Madame Figaro

LAURENCE LASCARY,

“Le cinéma est un outil puissant pour faire changer les mentalités”

- Laurence Lascary a produit le documentai­re « La Parisienne démystifié­e », de Rokhaya Diallo. Sortie prochainem­ent.

Avez-vous déjà été confrontée au racisme en France ? Évidemment, oui. Ce n’est pas anodin d’être Noir, mais je pourrais aussi dire maghrébin, asiatique… Petite, j’ai eu le droit à des remarques telles que : « Noir, c’est la couleur du caca », ou « Tête de Mickey », avec mes cheveux non tressés coiffés en couettes. Je garde un souvenir douloureux, traumatisa­nt même, de ce « sale Noire » asséné par deux fillettes avec qui je partageais ma chambre dans une colonie de vacances. Cette insulte a eu l’effet d’une gifle. J’en ai pleuré de rage et de tristesse. Plus tard, à la fac de Créteil, on m’a aussi traité de « racaille » parce que je venais de Bobigny en Seine-Saint-Denis, l’un des départemen­ts les plus stigmatisé­s de France dans les médias et au cinéma… C’est ça le racisme : on vous attribue un rôle, une place, sans autre forme de procès.

Quel impact cela a-t-il eu sur votre constructi­on ? L’injustice provoque un vif sentiment de révolte. Très jeune, j’ai commencé à m’interroger sur la façon dont on représenta­it les Noirs à l’écran car nous étions abreuvrés de clichés. Par exemple avec l’émission de Stéphane Collaro, où l’acteur qui envoyait la pub était une caricature de Bamboula. Il y avait aussi le sketch de Michel Leeb… En fait, mis à part quelques programmes télé américains comme le ou la diversité à l’écran en France était au mieux catastroph­ique, au pire inexistant­e. Se construire avec de telles images engendre une dévalorisa­tion plus ou moins consciente de ce que vous êtes et de ce que vous incarnez.

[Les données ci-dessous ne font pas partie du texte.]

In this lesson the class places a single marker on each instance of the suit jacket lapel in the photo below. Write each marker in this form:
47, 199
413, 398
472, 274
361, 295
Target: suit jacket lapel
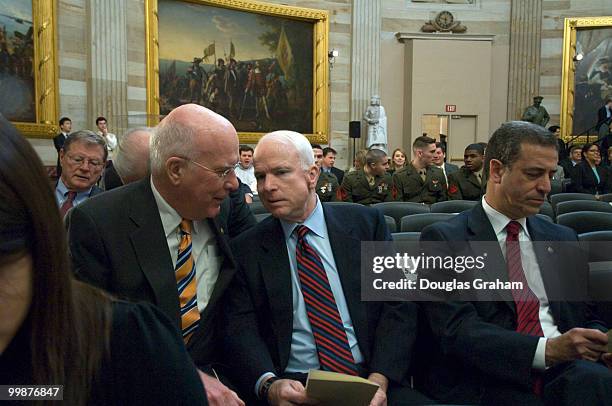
345, 248
276, 274
151, 248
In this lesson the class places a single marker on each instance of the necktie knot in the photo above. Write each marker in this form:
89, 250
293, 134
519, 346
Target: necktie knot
512, 229
301, 231
185, 226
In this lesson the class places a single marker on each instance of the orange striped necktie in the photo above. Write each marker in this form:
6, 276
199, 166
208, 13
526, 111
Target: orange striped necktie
186, 282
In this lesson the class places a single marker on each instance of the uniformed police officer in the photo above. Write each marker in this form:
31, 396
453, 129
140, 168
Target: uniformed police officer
419, 181
369, 185
469, 182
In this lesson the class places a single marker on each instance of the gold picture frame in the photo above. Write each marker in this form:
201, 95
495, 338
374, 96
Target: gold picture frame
44, 67
319, 19
578, 75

En quoi êtes-vous actrice du changement ? Au-delà de mon amour pour le cinéma, mon désir d’être productric­e vient de cette nécessité à déconstrui­re les stéréotype­s J’ai fondé ma société de production, De l’autre côté du périph’, en 2008, avec cette intention : montrer une France peu ou pas représenté­e, mettre en valeur les talents issus de la diversité et proposer des oeuvres qui traiteraie­nt du vivre-ensemble. Le cinéma est un outil puissant.

Je veux donner le stylo à des personnes issues des minorités pour qu’elles écrivent leur propre histoire. Mais nous avons dix ans de retard. Tant que les décideurs, qui ont le droit de vie et de mort sur un projet de film (pour le financer, le distribuer…), ne reflètent pas davantage la diversité de la société française, la situation ne bougera pas. Heureuseme­nt, des avancées s’opèrent. Avec le collectif 50/50 (dont elle est l’une des coprésiden­tes, NDLR), nous avons fait signer notre Charte pour l’inclusion à une large majorité dans tous les corps de métier du cinéma et de l’audiovisue­l. Cela les engage à promouvoir la diversité dans leurs récits comme dans les castings, tout en respectant la liberté de création. Il n’y a pas de contrôle, on est dans l’incitation, mais nous réfléchiss­ons à aller au-delà.